Based on Meta's foreseeable development, it will be difficult for Meta's stock price to rise to $1,000 by the end of the year. With hardware investments reaching over $130 billion for the full year of 2026, its massive depreciation expenses will rigidly erode net profit in the second half of the year. Analysts estimate that Meta's profit margin in 2026 will decline slightly from its 2025 peak (to approximately 31.9%), making it difficult in the short term to support an aggressive expansion of its P/E ratio to over 30 times. Currently, Meta's P/E ratio is around 22 times, which already offers excellent value among tech giants.
Currently, the market consensus 12-month target price for Meta is around $800 to $840, which means there is an opportunity in the second half of the year to retest and surpass the all-time high set at the beginning of the year. TD Cowen and Wolfe Research have target prices of $800, while BofA Securities and Truist Securities expect the stock to rise to $835 and $840, respectively.
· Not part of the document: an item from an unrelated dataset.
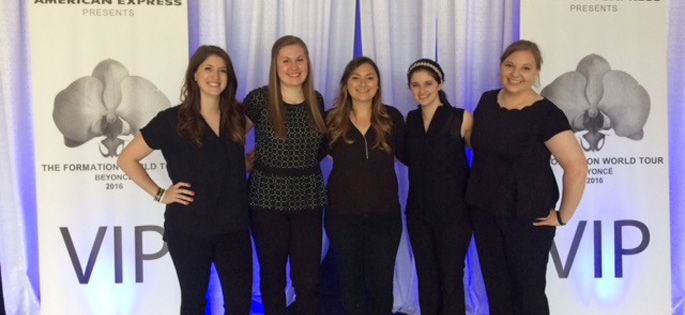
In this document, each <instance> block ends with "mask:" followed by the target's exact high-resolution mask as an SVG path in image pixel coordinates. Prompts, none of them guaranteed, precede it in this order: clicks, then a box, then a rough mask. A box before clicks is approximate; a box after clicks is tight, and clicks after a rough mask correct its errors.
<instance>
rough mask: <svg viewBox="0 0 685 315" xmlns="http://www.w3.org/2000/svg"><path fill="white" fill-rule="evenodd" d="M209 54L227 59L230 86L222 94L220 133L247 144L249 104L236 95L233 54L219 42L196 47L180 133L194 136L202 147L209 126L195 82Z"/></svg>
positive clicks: (220, 104) (231, 139) (226, 61)
mask: <svg viewBox="0 0 685 315" xmlns="http://www.w3.org/2000/svg"><path fill="white" fill-rule="evenodd" d="M209 56H217V57H219V58H221V59H223V60H224V63H226V71H227V78H228V79H227V82H226V83H227V84H226V88H225V89H224V90H223V91H222V92H221V94H220V95H219V110H220V111H221V122H220V126H219V130H220V133H221V135H222V136H223V137H228V138H229V139H231V140H232V141H234V142H237V143H240V144H245V108H244V107H243V104H241V103H240V102H238V100H237V99H236V98H235V94H236V90H237V89H238V80H237V79H236V76H235V71H234V70H233V63H232V62H231V58H230V57H229V56H228V54H227V53H226V51H225V50H223V49H222V48H220V47H217V46H209V45H204V46H200V48H198V49H197V51H195V54H194V55H193V57H191V58H190V62H189V63H188V68H187V69H186V74H185V80H184V82H183V87H182V88H181V108H180V110H179V111H178V126H177V130H178V133H179V134H180V135H181V136H183V137H186V138H188V139H190V140H191V141H192V142H193V143H195V145H197V146H198V147H202V139H204V136H205V126H204V122H203V121H202V119H203V118H202V115H201V114H200V87H199V86H198V84H197V82H195V72H196V71H197V69H198V68H199V67H200V65H201V64H202V63H203V62H204V61H205V60H207V58H209Z"/></svg>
From a technical analysis perspective, Meta's stock price trended in a symmetrical triangle in the first half of the year, implying an equal probability of an upward or downward move. However, considering the macroeconomic environment and Meta's own fundamentals, a downward breakdown is more likely, which could drag the price down to $400. Currently, Meta is approaching the apex of the triangle and is expected to experience a breakout by the end of this month, with the earnings release on July 29 being a key focus.
Meta Stock Price Chart, Source: TradingView
Why could the stock price rise to $1,000 if the P/E ratio exceeds 30 times?
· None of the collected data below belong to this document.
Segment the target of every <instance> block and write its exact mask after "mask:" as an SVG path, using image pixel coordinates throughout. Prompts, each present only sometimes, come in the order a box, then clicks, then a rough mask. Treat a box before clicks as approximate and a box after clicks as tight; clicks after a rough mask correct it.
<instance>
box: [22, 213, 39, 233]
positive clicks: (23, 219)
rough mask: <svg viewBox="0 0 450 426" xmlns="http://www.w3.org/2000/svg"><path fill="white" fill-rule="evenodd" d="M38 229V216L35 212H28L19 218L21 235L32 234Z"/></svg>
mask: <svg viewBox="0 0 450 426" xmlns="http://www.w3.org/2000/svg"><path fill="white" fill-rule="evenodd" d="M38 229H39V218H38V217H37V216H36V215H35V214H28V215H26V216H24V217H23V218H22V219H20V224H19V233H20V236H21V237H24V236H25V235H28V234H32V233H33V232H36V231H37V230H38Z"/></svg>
With the current stock price at over $600, the market estimates its 2026 annual EPS to fall between $31 and $33. Based on the maximum EPS calculation, stock price = $33 * 30x (P/E) = $990, and a calculation exceeding 30 times could result in a price reaching $1,000.
Why is $400 the downside target for Meta?
$400 was the peak of Meta's rebound in 2021 and also the starting point of its upward surge over the past three years, meaning this level provides highly robust support.